No taxpayer money is given to fossil fuel businesses except for wind and solar projects. In fact, fossil fuel businesses are a major source of federal and state governmental revenues, not a drain on taxpayers' purses.

A level playing field between fossil fuels and renewable energy sources would eliminate the subsidies for renewables and lower the tax burden on fossil fuels to the level of renewables, that is, lower the taxes to virtually zero. Alternatively, fossil fuel taxes could remain high and renewable taxes could be increased to the same high rate.

Lee Nason
New Bedford, Massachusetts
 
 
+3 # Elroys 2017-03-11 13:43
We are starting to get to the root and scale of the political corruption in the U.S. and around the world. The Republican health "care"/ diseased proposal is a symptom; the fossil fuel subsidies outlined here, is a symptom of Repub (especially) and Dem corruption. There are massive hidden subsidies to major corp. interests and the Ameerican people and global citizens are being ripped off beyond their imagination. The bank bailouts from 2008-2010 are just another major symptom. Our government is a wholly owned subsidiary of global corporations. As they invest a few pennies to the politicians for their re-election campaigns, the subsidies to all major industries is truly massive. Their lobbyists are paid handsomely to live in the offices of every member of Congress. Big Pharma alone has 3 lobbyists for every member of congress. Minor investment.

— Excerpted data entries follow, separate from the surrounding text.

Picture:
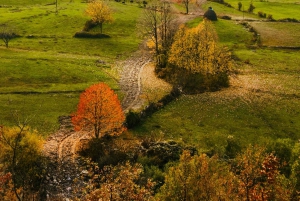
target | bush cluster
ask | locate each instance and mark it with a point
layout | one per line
(134, 118)
(222, 2)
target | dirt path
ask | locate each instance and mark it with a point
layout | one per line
(65, 173)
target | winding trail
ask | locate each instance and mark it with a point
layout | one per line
(65, 177)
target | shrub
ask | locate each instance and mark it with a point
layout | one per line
(226, 17)
(262, 14)
(270, 17)
(132, 119)
(240, 5)
(90, 24)
(251, 8)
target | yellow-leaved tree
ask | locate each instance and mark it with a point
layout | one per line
(99, 12)
(196, 54)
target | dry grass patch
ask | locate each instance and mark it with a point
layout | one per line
(153, 88)
(278, 33)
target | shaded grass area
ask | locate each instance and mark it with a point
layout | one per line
(42, 110)
(230, 33)
(44, 70)
(41, 72)
(260, 106)
(278, 33)
(41, 29)
(279, 9)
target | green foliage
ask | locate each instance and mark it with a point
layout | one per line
(240, 5)
(48, 66)
(104, 151)
(251, 8)
(20, 154)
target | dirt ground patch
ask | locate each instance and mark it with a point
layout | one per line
(283, 34)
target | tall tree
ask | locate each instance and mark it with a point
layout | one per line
(99, 12)
(99, 109)
(6, 34)
(199, 60)
(159, 24)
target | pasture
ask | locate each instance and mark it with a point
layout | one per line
(46, 68)
(260, 106)
(279, 9)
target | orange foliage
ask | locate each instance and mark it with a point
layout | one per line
(99, 109)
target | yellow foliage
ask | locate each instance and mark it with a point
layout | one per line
(196, 50)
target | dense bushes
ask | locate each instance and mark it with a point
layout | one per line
(134, 118)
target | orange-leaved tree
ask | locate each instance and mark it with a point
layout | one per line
(99, 12)
(99, 109)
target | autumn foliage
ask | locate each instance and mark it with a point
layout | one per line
(118, 183)
(99, 109)
(197, 60)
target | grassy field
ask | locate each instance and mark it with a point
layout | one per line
(278, 33)
(279, 9)
(45, 69)
(261, 105)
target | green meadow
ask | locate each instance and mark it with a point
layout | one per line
(262, 103)
(44, 70)
(279, 9)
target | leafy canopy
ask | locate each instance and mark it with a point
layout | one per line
(99, 109)
(196, 50)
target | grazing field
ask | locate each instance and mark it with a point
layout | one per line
(279, 9)
(278, 33)
(261, 105)
(46, 65)
(46, 68)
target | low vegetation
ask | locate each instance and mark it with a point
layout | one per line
(235, 143)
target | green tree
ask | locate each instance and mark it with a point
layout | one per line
(119, 183)
(7, 34)
(99, 12)
(158, 23)
(198, 178)
(259, 177)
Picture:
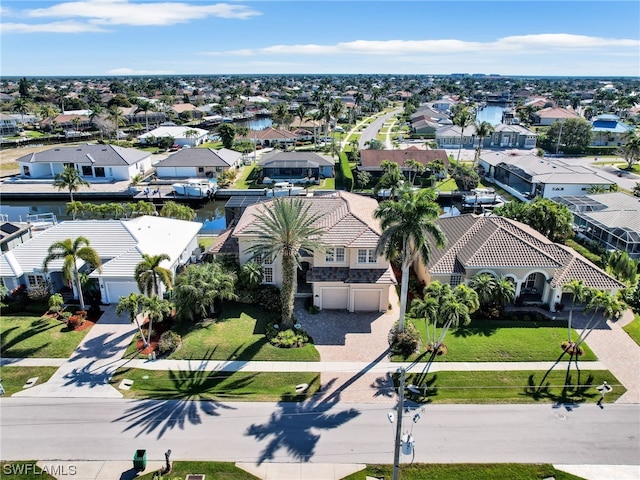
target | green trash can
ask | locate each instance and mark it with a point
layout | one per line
(140, 460)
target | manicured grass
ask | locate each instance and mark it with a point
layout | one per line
(13, 378)
(26, 470)
(633, 329)
(515, 386)
(25, 335)
(468, 471)
(228, 386)
(503, 341)
(238, 334)
(213, 470)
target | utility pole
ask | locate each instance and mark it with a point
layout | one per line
(396, 451)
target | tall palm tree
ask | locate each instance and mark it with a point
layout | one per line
(282, 230)
(462, 119)
(407, 224)
(70, 251)
(70, 179)
(149, 274)
(132, 305)
(483, 130)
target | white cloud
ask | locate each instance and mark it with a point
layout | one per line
(131, 71)
(521, 43)
(53, 27)
(122, 12)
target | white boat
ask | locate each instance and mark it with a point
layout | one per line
(195, 188)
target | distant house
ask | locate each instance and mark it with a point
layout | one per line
(550, 115)
(610, 219)
(95, 163)
(347, 275)
(370, 160)
(527, 176)
(120, 245)
(295, 167)
(537, 267)
(183, 136)
(608, 130)
(198, 162)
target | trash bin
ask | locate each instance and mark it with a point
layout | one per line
(140, 460)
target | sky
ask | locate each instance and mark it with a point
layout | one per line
(182, 37)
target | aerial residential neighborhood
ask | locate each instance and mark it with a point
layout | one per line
(273, 271)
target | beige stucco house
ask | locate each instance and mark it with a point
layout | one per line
(347, 275)
(538, 267)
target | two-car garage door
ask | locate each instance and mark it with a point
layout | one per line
(337, 298)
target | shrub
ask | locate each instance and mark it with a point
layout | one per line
(404, 343)
(169, 341)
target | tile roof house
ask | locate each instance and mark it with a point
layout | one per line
(296, 167)
(94, 162)
(370, 160)
(538, 267)
(120, 244)
(347, 275)
(526, 176)
(610, 219)
(198, 162)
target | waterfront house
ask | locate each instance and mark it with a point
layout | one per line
(198, 162)
(538, 267)
(347, 275)
(94, 162)
(120, 245)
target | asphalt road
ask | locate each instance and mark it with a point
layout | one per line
(79, 429)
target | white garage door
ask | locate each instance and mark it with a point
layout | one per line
(366, 301)
(115, 290)
(335, 298)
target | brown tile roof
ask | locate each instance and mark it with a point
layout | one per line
(373, 158)
(347, 219)
(496, 242)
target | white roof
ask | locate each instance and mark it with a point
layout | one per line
(120, 244)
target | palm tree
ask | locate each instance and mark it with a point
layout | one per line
(200, 287)
(578, 291)
(282, 231)
(70, 251)
(70, 179)
(483, 130)
(462, 119)
(156, 309)
(132, 305)
(149, 274)
(406, 225)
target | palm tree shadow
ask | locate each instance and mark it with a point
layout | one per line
(181, 403)
(293, 427)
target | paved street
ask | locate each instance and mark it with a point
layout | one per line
(112, 429)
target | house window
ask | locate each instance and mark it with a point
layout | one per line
(334, 255)
(267, 273)
(367, 255)
(35, 280)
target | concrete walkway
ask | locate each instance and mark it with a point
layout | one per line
(86, 373)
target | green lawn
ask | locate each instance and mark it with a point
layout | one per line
(522, 386)
(27, 335)
(212, 470)
(633, 329)
(237, 335)
(13, 378)
(466, 471)
(503, 341)
(227, 386)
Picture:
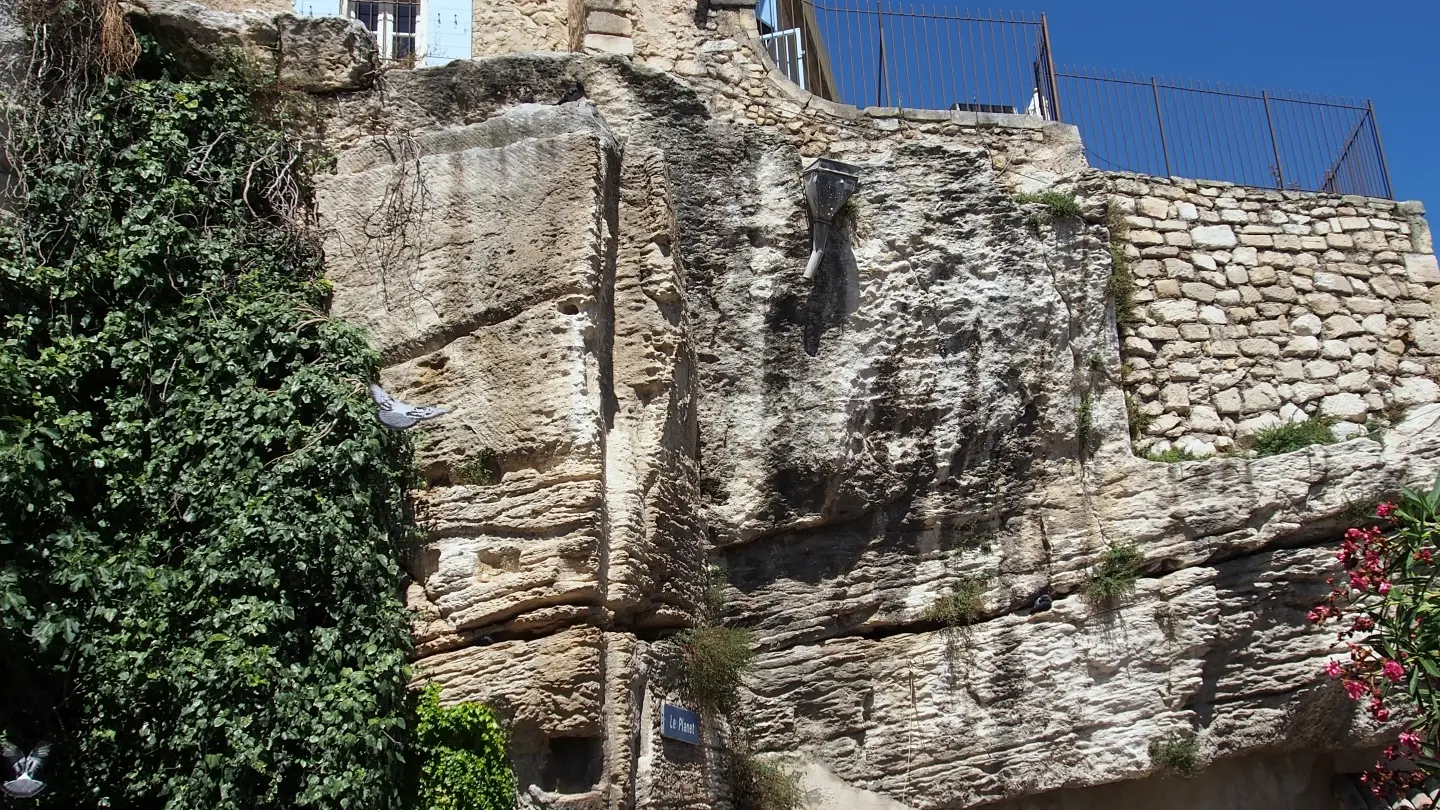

What can we do? DEMAND sunshine laws that shines the light of disinfectant on every $ that is, in some way, a subsidy for a special interest..
Some subsidies are certainly justified - ex: energy efficiency, renewable energy R&D for those innovations with promise. Every penny currently given to fossil fuel interested should be eliminated immediately and transferred to cleen, safe, renewable energy, to innovations that reduce greenhouse gas emissions. Fossils fuel subsidies have been in place for 100 years. Subsidizing the destruction of our natural world our enemies in the middle east is insane - terrorists love your SUVs.